Il coinvolgimento sociale e l’opinione pubblica, inoltre, hanno un ruolo decisivo. Tuttavia, il legame viene velocemente reciso per dare spazio alle vicende a bordo della stazione spaziale, non senza un lieve disappunto. Questa scoperta potrebbe dare una svolta epocale all’umanità eppure proprio la Terra ne esce ridimensionata. Il mondo è quel luogo abitato da 8 miliardi di individui, un globo pulsante e pieno di anime, tuttavia la vita ‘vera’ per loro è negli abissi della galassia, non importa se tra mille incognite, continui ronzii e vicissitudini crescenti. Per essa e per un briciolo di conoscenza in più ne vale comunque la pena.

“Buonanotte Luna, buonanotte piuma… buonanotte luce, sei una grande fortuna. Buonanotte stelle…”

Dei tre attributi cinematografici che lo definiscono, la componente horror è quella meno sviluppata. Ci troviamo, infatti, davanti a un buon thriller in ambientazione sci-fi. Né più né meno. Sul piano emozionale invece, Life è un gradino sotto il livello di Gravity e di The Martian dato che una buona parte del film è occupata dall’incessante rincorrersi in stile “gatto e topo” tra i superstiti dell’equipaggio e l’alieno. Manca la lungimiranza di titoli come Interstellar nonché la presenza di autentiche sequenze horror per poterlo affiancare ad altri cult del genere come Alien. Persino lo sviluppo così come il comportamento del simbionte Calvin è deludente.
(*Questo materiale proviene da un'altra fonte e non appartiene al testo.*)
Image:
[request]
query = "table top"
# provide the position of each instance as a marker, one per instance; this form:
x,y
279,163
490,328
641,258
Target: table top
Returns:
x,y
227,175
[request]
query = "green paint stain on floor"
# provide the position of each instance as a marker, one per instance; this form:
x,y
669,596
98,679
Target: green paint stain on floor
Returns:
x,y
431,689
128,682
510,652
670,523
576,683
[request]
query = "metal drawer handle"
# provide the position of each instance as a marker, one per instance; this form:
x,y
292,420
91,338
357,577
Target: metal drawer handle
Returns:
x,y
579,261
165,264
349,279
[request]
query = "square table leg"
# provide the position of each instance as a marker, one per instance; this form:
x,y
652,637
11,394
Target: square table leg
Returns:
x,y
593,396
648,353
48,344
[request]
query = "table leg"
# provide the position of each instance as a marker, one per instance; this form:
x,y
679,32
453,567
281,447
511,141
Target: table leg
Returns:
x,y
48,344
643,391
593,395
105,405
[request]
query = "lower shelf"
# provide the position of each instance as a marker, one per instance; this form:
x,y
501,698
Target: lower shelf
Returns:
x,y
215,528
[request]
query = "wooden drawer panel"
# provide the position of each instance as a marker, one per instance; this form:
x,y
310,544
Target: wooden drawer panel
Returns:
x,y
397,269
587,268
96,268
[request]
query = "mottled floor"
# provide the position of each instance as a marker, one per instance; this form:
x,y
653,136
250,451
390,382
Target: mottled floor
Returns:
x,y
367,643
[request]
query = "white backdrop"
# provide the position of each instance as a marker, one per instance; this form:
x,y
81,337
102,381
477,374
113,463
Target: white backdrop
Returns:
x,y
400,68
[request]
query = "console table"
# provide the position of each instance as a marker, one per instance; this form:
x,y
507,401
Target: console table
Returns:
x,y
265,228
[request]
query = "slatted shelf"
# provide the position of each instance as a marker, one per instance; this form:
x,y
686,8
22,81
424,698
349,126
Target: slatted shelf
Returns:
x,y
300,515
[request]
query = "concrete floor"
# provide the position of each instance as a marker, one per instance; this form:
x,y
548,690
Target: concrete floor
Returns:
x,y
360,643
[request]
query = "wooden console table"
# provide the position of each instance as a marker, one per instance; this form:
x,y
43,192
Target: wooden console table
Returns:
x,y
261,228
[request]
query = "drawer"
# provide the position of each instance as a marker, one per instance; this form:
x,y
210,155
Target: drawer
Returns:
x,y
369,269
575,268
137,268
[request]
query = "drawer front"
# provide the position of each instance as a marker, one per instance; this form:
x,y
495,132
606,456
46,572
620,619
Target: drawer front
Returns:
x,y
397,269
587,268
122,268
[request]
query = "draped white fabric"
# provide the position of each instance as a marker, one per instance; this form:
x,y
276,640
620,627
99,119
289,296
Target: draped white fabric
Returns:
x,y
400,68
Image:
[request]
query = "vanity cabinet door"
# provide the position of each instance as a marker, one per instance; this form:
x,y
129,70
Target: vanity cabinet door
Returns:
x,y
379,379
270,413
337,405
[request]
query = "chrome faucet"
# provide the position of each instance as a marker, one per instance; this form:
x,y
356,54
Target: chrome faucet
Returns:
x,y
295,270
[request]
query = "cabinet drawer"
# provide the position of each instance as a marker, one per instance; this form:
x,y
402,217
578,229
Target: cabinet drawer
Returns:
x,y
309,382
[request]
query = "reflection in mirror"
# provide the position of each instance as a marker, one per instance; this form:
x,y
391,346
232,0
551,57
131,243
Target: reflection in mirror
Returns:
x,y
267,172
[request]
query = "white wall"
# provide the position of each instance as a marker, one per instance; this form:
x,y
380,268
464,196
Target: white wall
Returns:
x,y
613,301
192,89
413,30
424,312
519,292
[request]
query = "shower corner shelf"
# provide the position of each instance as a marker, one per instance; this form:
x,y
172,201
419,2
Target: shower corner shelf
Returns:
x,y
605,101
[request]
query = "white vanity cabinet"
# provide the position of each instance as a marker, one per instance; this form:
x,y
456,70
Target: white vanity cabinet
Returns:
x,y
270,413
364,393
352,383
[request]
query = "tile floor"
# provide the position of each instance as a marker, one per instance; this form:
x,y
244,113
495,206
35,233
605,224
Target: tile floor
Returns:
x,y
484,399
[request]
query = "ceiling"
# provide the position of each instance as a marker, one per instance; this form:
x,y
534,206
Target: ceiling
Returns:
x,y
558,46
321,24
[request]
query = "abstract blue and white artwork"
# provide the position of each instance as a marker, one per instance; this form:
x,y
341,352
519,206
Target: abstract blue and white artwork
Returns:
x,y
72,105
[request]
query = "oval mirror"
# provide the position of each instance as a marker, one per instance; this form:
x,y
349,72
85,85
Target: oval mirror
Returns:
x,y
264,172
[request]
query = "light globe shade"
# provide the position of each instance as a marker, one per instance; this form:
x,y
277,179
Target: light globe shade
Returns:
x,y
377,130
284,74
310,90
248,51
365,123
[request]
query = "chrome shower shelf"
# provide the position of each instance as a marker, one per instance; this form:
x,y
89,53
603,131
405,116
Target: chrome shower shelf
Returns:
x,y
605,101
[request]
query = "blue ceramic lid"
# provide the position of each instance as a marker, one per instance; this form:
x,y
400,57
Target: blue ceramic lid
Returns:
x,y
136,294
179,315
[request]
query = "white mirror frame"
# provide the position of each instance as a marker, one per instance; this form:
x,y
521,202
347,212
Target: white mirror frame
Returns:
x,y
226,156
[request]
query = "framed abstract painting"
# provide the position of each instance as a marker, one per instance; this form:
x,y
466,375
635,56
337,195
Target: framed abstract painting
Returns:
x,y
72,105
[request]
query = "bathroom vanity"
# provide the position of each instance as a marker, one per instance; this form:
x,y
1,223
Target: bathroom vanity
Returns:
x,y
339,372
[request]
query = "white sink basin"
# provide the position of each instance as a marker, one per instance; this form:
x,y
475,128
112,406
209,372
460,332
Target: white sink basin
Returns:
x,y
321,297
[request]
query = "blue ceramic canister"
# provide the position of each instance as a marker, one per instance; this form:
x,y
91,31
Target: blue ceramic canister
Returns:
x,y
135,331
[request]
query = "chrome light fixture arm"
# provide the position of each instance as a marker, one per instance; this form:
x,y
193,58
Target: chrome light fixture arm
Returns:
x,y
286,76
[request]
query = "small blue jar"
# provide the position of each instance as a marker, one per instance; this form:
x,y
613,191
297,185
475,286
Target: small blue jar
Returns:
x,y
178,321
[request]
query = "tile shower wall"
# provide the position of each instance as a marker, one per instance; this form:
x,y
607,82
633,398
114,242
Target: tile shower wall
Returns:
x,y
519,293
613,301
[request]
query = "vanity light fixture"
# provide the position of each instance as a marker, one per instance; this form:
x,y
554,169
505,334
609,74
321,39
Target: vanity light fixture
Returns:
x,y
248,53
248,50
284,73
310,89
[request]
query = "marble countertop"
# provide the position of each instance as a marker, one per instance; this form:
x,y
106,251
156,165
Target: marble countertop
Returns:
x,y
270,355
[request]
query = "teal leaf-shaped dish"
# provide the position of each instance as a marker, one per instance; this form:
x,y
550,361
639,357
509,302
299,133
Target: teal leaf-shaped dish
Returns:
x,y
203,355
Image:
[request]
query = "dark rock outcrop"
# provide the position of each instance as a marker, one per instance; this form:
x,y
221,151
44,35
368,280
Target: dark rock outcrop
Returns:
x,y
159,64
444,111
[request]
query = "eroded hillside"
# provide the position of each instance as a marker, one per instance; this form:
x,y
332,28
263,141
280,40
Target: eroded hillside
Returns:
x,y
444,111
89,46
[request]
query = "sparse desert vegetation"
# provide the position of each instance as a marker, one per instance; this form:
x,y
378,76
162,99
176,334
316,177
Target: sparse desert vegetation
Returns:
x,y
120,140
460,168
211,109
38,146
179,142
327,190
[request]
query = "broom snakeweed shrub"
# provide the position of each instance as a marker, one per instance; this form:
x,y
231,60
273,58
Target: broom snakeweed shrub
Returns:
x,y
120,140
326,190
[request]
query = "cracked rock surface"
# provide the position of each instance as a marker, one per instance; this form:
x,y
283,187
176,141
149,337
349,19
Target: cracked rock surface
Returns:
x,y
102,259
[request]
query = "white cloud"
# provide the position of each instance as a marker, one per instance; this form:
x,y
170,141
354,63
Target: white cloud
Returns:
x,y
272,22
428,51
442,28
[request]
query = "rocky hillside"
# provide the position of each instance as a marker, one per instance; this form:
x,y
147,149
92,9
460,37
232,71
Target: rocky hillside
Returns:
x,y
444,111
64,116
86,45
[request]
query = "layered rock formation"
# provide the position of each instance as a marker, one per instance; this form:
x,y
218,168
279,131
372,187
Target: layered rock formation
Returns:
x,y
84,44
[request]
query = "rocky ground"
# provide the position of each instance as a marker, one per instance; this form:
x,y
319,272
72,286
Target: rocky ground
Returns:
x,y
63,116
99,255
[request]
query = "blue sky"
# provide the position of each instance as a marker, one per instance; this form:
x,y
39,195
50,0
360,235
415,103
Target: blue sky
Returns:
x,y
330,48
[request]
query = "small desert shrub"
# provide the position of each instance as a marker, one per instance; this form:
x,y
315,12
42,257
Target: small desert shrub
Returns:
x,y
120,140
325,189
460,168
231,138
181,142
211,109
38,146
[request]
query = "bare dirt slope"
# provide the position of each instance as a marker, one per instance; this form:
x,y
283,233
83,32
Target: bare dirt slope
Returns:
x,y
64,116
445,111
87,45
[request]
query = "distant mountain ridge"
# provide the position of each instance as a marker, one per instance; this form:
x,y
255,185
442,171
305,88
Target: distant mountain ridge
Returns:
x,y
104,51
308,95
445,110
Per contrappasso, quel “limite” non viene mai raggiunto e il film va verso un epilogo convenzionale. Tuttavia, proprio il finale aperto fa ben sperare in un futuro riscatto e magari in qualche piacevole sorpresa. Dopotutto, i rumors su una possibile connessione con Venom, per quanto infondati, non sono ancora stati smentiti…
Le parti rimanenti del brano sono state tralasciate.